Say "cheese"! With its 24.2MP APS-C sensor, the EOS M100 will take massively better selfies than your smartphone.

The selfie mode is fun, but with the camera held at arm’s length, the screen is smaller than a smartphone’s. It’s not really a problem, but worth pointing out. What’s also worth pointing out, of course, is that selfies taken with the M100 will be at the camera’s full resolution and far higher quality than the snaps taken with a smartphone’s front-facing camera. We also look forward to trying out Canon’s Wi-Fi and Bluetooth LE connectivity to see how easy it really is to transfer pictures to a smart device for sharing.


The EOS M100’s 49-point Dual Pixel CMOS AF felt snappy in good light, but slowed noticeably when the lighting was dimmer, though the indoor test conditions were pretty dark. The M100 does have a pop-up flash on an arm which extends from the top plate, but with this camera’s ISO 25,600 maximum, you’ll probably get better and more atmospheric results without the flash, even in dimly-lit interiors.

Fitted with Canon’s 15-45mm kit lens, the M100 certainly feels small and neat, for an APS-C format camera. The lens is extended by pushing a spring-loaded lever and then twisting the barrel, though – it’s not powered electrically.  

Even in dim restaurant lighting, The M100's results looked vibrant and sharp.
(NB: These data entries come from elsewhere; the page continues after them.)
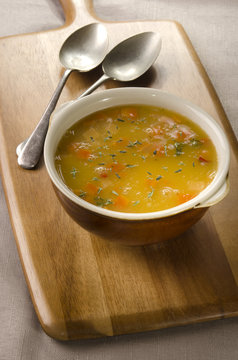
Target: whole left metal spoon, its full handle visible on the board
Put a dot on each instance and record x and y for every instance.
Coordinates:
(83, 51)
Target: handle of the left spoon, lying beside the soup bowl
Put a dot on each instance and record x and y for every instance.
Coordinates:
(32, 150)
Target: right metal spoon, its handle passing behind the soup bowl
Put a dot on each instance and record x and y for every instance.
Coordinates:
(125, 62)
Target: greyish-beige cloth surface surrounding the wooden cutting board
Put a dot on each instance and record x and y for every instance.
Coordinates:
(212, 28)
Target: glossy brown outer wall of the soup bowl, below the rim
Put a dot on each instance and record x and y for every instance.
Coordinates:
(131, 232)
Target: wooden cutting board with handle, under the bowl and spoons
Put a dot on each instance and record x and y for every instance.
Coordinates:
(82, 286)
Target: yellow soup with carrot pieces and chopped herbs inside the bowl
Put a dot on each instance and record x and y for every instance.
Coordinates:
(136, 159)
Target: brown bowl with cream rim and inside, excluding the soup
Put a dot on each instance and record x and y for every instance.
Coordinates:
(73, 111)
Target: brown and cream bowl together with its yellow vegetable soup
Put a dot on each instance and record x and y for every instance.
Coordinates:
(136, 165)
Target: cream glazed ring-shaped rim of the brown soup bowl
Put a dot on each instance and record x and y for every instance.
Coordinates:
(106, 98)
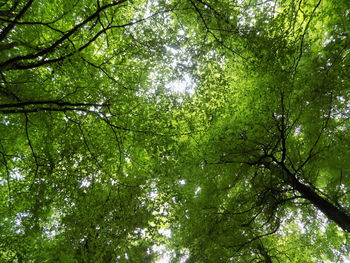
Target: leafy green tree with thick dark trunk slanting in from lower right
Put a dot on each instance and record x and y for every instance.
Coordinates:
(274, 129)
We weren’t allowed to take any image samples away with us because the cameras available at the launch were pre-production models, but if past experience with Canon’s Dual Pixel CMOS AF sensor in other EOS models is anything to go by, the picture quality should be very good.

Early verdict

The EOS M100 is another perfectly competent mirrorless EOS M model from Canon, and another attempt by a camera maker to target Instagram and Facebook fashionista who may be more familiar with smartphones than cameras.

Canon's 15-45mm kit lens (left) is small, but the optional 22mm prime (right) is smaller still.
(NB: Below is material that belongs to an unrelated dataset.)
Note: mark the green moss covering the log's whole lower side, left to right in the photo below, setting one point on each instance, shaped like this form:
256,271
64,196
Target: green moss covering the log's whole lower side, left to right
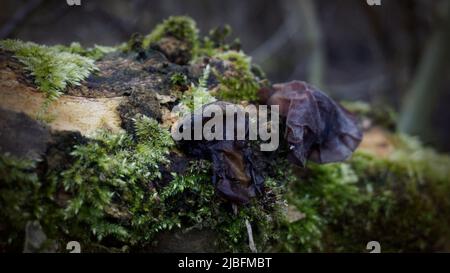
110,198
The use of Canon’s 24-megapixel Dual Pixel CMOS AF sensor is a bonus because we’ve already seen how effective this is in other Canon cameras, including the flagship EOS M5 and the EOS 80D from Canon’s DSLR range, but this does push the price up for what is otherwise a pretty basic sort of camera.

The flip-up screen and selfie mode is perfect for this market, and the on-screen help for novices will help them step up from a smartphone into interchangeable-lens photography, but the simplicity of the controls and the lack of a viewfinder could make the EOS 100D a bit of a dead end later on, when novices are ready to take on some more challenging techniques. 

The EOS M100 is by no means the cheapest route into interchangeable lens photography, but Canon will be hoping that for Instagramers and smartphone upgraders it is the most appealing.